Vintage

Caveman RacketThere was an article in Slate a while back discussing the uber-hipness of the Gieco auto insurance spokescavemen: ‘They have poetry magnets on their fridge(sic)…in Esperanto.’ The article specifically called out the commercial with the caveman in the airport on a moving sidewalk with his velvet tracksuit and tennis racket that looked like they came–I was gonna say ‘from 1968,’ but the article said, ‘from a Wes Anderson set.’ And I thought, ‘Yeah! Cool,’ because I freakin’ love Wes Anderson.

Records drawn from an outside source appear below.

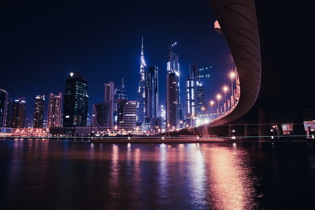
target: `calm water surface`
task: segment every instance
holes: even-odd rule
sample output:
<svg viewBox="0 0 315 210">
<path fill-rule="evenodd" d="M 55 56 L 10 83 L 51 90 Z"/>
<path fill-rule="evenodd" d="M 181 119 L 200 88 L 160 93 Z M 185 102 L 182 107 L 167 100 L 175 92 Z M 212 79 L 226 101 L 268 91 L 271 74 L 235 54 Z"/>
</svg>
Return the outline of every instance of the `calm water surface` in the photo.
<svg viewBox="0 0 315 210">
<path fill-rule="evenodd" d="M 314 209 L 314 154 L 251 143 L 0 139 L 0 209 Z"/>
</svg>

Flash forward to tonight when The Last Boy Scout comes on and for no reason I notice the absence of cell phones. Then I imagine if they did have a cell phone how hilarious it would look: Bruce Willis holding up a beige brick with an antenna.

Being a hotshot writer/director/producer, I made a note: never include current technology in a movie because it’ll be dated and it won’t be charming; it’ll be corny. Obviously Wes Anderson knew this, if only instinctually, and thus littered his films with anachronistic accoutrements.

If I may restate the obvious, we live in an age where technology moves so fast that the past looks ridiculous. Sure, we laugh when we think about bell bottoms or powdered wigs, and we cringe when we see that pic of our ducktail from 1986 or that video of us doing the Macarena. But the difference is that today we record everyday life so much in photos or videos that we are surrounded by representations of ourselves from only months, days, or hours ago.

So now a paranoia has set in and we avoid trends like the plague, except we fall into a new, safe trend: vintage. We take an old Bon Jovi shirt from Goodwill (more likely Target) and wear it proudly, not because we like Bon Jovi, but because we can make fun of everyone who used to sincerely like his music. It’s sad really. It’s like making fun of love because you’re too scared of getting hurt. (Did you read that sincerely, or with an ironic affectation?)

Of course there’s another, more innocent side to this all: nostalgia. And what are we nostalgic for? I’d venture to guess that in our lonely moments we clutch that original pressing of The Dave Clark Five across our vintage-T-shirt-clad chests and we cry for an imagined past when you could sincerely feel or be something without being bombarded by media, whether commercial or personal, like a funhouse mirror floating three feet in front of us at all times to make us feel like morons.